Что это с ним, уже года три "мама" не говорил. Берет у меня сумку.
– Что стоишь? Иди отнеси в комнату мне.
Сейчас выдаст что-нибудь свое фирменное.
Нет, идет, относит. Молча.
– Леш… Все нормально?
– Что?
– Хорошо съездил?
– Супер. Я тебе тоже сбросил.
Что сбросил? Фотки. Стягиваю куртку, кед пытаюсь ногой снять.
– А что мне не звонил?
– А у нас мобильные, по правилам, собрали, мы же крестоносцы, я тебе эсэмэску бросил.
– Эсэмэску? Да… – Прохожу по коридору, на кухню. – Слушай, а что у нас так чисто, а? Сына, ты что, сам… убрался?
– Не, это Лена. А я ей помогал.
– Какая… Лена?
– Из 11-го "Б". Моя девушка. Я ее в лесу от дракона защитил.
– А, от дракона… Понятно.
– Ну, это по игре, короче, такие правила.
– Не, я поняла. Ты ее спас от дракона, и она пришла и вылизала нам всю хату…
– Мам, что с тобой? Она очень хорошая. И у нас серьезные отношения.
– Ты с ней… Вы с ней уже…
– Нет! Мама, я же сказал, у нас с ней серьезные отношения.

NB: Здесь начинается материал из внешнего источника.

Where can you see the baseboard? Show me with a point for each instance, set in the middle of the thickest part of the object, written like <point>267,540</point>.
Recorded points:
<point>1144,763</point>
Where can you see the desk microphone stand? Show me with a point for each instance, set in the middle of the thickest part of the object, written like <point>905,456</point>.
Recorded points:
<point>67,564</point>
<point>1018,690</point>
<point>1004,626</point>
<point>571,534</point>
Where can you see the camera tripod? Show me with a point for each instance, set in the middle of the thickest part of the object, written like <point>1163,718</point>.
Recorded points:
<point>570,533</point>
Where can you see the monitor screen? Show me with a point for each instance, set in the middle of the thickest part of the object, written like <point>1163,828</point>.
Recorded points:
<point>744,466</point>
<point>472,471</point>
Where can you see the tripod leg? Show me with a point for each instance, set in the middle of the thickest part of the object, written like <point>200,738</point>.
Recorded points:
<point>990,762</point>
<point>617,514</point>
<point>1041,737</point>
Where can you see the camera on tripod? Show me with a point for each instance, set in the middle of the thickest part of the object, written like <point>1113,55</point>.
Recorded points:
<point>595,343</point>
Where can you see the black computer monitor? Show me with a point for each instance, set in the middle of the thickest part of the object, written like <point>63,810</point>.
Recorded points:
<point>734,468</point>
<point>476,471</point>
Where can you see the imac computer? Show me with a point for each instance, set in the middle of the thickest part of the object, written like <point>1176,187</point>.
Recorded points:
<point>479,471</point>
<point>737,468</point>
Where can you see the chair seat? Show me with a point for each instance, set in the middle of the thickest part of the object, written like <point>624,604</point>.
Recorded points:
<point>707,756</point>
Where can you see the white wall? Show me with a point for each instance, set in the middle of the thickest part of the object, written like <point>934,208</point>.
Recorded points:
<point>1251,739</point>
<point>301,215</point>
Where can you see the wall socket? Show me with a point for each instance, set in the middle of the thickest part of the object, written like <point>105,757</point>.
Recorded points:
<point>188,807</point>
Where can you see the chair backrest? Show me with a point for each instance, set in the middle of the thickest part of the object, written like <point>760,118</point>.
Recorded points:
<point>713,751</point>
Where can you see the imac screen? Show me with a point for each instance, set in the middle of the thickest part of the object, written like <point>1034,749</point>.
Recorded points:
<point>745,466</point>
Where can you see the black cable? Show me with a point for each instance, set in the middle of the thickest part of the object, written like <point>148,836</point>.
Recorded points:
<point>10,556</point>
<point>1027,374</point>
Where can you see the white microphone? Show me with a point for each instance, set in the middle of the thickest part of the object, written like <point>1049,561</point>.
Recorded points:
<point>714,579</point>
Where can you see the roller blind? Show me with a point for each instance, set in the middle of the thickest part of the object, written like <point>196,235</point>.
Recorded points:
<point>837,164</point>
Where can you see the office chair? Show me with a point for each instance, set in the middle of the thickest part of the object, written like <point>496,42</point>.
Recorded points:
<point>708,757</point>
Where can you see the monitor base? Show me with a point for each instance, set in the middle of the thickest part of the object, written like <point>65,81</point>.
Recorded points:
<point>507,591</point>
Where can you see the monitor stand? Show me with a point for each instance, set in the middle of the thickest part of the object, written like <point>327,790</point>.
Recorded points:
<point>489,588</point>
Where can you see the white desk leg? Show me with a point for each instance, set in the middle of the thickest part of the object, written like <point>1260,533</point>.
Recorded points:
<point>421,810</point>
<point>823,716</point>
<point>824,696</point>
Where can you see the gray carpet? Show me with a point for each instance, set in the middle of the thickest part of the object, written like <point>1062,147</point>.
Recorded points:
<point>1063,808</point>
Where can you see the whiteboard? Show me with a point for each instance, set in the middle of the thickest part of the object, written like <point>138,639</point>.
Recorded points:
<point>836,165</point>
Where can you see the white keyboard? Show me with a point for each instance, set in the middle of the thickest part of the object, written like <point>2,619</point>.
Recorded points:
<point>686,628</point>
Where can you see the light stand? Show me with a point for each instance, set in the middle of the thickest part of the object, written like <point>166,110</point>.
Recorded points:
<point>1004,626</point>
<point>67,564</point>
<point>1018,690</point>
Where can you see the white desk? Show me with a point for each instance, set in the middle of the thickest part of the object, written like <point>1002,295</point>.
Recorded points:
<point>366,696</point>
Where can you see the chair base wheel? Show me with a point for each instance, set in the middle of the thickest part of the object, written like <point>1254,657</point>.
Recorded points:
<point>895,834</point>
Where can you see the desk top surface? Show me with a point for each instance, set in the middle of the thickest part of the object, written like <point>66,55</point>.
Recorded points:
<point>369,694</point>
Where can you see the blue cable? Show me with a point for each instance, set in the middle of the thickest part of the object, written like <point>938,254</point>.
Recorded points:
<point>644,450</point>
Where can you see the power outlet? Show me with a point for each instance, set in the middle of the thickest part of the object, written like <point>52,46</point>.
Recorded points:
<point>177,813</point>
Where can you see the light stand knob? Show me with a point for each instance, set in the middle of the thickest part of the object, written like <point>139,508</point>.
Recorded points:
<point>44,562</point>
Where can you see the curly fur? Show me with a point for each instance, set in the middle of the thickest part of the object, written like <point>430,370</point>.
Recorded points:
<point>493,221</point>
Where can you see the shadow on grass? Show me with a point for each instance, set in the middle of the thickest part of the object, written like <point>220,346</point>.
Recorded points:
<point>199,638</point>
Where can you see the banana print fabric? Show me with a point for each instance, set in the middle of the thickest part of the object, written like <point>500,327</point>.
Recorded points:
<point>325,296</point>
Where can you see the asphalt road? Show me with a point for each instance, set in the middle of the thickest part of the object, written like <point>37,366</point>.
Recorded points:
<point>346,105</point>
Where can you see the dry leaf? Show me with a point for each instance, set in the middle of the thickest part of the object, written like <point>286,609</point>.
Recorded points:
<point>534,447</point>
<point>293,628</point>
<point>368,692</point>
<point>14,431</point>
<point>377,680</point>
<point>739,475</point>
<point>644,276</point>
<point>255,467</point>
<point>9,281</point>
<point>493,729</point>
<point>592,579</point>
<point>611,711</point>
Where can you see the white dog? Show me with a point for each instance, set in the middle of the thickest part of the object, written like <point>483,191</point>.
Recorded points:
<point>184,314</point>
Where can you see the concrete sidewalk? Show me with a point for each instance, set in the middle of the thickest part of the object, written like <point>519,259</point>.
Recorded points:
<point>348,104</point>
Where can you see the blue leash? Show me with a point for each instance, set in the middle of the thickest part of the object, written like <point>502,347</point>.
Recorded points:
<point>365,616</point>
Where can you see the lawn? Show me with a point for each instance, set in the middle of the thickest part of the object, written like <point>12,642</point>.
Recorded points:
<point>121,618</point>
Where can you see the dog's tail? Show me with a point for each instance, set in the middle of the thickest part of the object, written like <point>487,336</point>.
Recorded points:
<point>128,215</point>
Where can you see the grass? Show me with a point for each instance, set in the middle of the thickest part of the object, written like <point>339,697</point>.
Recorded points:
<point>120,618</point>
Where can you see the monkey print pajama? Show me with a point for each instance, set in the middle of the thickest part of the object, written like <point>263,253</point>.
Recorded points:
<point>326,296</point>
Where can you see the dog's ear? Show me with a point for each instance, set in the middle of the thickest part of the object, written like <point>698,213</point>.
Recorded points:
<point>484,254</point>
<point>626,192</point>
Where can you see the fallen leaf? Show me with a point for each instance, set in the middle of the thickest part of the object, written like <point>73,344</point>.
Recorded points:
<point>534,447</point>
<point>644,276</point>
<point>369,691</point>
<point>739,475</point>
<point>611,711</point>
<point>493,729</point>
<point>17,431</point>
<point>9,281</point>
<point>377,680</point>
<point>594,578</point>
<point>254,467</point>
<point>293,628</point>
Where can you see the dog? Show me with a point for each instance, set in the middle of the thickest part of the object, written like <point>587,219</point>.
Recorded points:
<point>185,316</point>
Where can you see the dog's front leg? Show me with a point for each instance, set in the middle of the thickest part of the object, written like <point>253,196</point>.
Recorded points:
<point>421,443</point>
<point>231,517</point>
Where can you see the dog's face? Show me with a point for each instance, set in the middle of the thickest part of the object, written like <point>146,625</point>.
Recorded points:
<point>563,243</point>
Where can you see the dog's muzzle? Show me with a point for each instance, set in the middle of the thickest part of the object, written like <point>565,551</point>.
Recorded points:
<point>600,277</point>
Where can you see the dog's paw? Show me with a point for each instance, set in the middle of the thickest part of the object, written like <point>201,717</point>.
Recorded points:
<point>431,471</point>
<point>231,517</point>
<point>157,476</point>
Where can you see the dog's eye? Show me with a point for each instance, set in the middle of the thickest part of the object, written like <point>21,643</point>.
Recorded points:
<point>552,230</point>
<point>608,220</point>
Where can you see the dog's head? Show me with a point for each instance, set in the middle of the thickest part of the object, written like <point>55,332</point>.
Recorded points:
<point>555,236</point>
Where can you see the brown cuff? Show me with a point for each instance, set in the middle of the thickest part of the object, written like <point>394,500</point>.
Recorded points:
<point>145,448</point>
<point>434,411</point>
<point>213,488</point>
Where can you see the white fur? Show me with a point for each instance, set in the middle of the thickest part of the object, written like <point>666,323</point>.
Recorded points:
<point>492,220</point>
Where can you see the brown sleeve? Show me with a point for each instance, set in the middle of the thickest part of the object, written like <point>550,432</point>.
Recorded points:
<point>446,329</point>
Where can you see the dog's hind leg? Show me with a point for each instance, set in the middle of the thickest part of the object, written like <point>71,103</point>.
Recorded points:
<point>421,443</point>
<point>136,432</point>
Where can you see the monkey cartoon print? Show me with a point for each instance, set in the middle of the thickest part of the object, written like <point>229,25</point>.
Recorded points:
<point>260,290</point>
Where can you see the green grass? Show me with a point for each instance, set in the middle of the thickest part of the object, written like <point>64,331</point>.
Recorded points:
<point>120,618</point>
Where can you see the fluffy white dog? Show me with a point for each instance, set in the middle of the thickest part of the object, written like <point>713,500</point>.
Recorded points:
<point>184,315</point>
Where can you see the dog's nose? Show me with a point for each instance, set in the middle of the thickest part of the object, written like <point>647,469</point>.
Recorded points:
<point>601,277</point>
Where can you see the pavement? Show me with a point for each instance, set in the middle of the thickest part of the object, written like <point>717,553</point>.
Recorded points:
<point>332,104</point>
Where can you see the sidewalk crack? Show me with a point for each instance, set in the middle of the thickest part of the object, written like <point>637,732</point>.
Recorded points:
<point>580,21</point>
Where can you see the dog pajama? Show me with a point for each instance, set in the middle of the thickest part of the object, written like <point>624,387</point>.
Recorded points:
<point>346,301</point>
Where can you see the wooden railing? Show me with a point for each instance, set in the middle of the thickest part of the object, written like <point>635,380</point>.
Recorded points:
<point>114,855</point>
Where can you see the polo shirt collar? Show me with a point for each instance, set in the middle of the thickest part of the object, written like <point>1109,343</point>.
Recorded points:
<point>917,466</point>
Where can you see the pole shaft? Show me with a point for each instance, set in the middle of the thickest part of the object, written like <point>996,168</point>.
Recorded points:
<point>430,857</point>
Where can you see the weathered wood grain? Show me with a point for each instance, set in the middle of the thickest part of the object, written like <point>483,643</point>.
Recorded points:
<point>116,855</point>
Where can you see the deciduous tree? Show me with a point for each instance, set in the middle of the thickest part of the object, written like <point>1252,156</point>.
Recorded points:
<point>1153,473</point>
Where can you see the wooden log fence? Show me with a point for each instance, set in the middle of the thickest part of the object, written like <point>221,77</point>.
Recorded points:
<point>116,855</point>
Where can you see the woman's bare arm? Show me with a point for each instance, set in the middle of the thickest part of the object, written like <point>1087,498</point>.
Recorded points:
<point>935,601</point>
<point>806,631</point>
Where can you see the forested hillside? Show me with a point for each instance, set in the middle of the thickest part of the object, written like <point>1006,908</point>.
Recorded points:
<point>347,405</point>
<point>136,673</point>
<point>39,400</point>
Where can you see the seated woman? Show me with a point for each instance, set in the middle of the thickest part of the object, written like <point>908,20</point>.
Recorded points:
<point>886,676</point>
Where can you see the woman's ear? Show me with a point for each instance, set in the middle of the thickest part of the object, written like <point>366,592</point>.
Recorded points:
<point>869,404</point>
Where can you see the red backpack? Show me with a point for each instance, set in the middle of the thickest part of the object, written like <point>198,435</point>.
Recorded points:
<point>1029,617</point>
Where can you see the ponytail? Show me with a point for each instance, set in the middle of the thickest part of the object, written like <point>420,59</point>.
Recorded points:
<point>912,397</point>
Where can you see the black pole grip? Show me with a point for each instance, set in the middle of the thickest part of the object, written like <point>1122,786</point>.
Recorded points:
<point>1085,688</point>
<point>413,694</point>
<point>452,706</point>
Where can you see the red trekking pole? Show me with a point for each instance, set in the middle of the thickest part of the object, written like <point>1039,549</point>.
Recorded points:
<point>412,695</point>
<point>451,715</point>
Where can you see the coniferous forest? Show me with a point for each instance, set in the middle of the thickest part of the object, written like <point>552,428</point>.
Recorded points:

– Леш, повтори, пожалуйста.
– Что серьезные?
– Нет, как ты меня назвал.
– Как? Мама.
– Повтори вот это.
– Мама. Мама… Еще?
– Не забывай меня так называть, ладно?
Старый дедушка Коль был веселый король.
Громко крикнул он свите своей:
– Эй, налейте нам кубки,
Да набейте нам трубки,
Да зовите моих скрипачей, трубачей,
Да зовите моих скрипачей!
Принцесса хватает Короля за парик и макает в торт.
По залу ползет запах пены для бритья. Публика хлопает.
– Лев Аскольдов? – В фойе дожидается человек в форме; рядом пара актеров, еще в гриме. – Пройдемте.
Уменьшающееся здание театра в заднем стекле машины.
Были скрипки в руках у его скрипачей,
Были трубы у всех трубачей,
И пилили они, и трубили они,
До утра не смыкая очей.
Старый дедушка Коль был веселый король.
Громко крикнул он свите своей:
– Эй, налейте нам кубки,
Да набейте нам трубки,
Да гоните моих скрипачей, трубачей,
Да гоните моих скрипачей!
Вот и полтора года пролетело. Даже больше.
Вот эта, да, вот эта, за левым столиком, это я. Узнали хоть? Ну вот, рукой помахала.
Говорят, поправилась, понятно отчего. Но что мне идет. Правда? Да ладно!
Да, специально пришла пораньше, от "строгого режима" отдохнуть.
Ну что рассказать?
С Геннадием Михалычем мы все-таки расписались. Да, вот колечко… Мне тоже показалось, когда выбирали. Вдвоем ходили.
Девочка у нас родилась, Катенька. Да, та самая, которую из Бултыхов "привезла". Копия Геннадий Михалыч, вот такие щеки. Честно сказать, колебалась. Суд на носу, фирму закрывать надо. И на тебе бонус в виде токсикоза. Целые дни с "белым другом". Генка настоял. И Лешка. Да, Лешка. Зашла к нему такая после УЗИ. "Сына, ты уже взрослый, в январе пятнадцать, поэтому с тобой уже напрямую советуюсь. Ты готов, что у тебя сестренка родится и Гена к нам переедет? Я сама не знаю, готова я или нет, суд на носу и с бизнесом, сам знаешь, какая жопа. Скажешь, чтоб я сделала аборт, пойду и сделаю".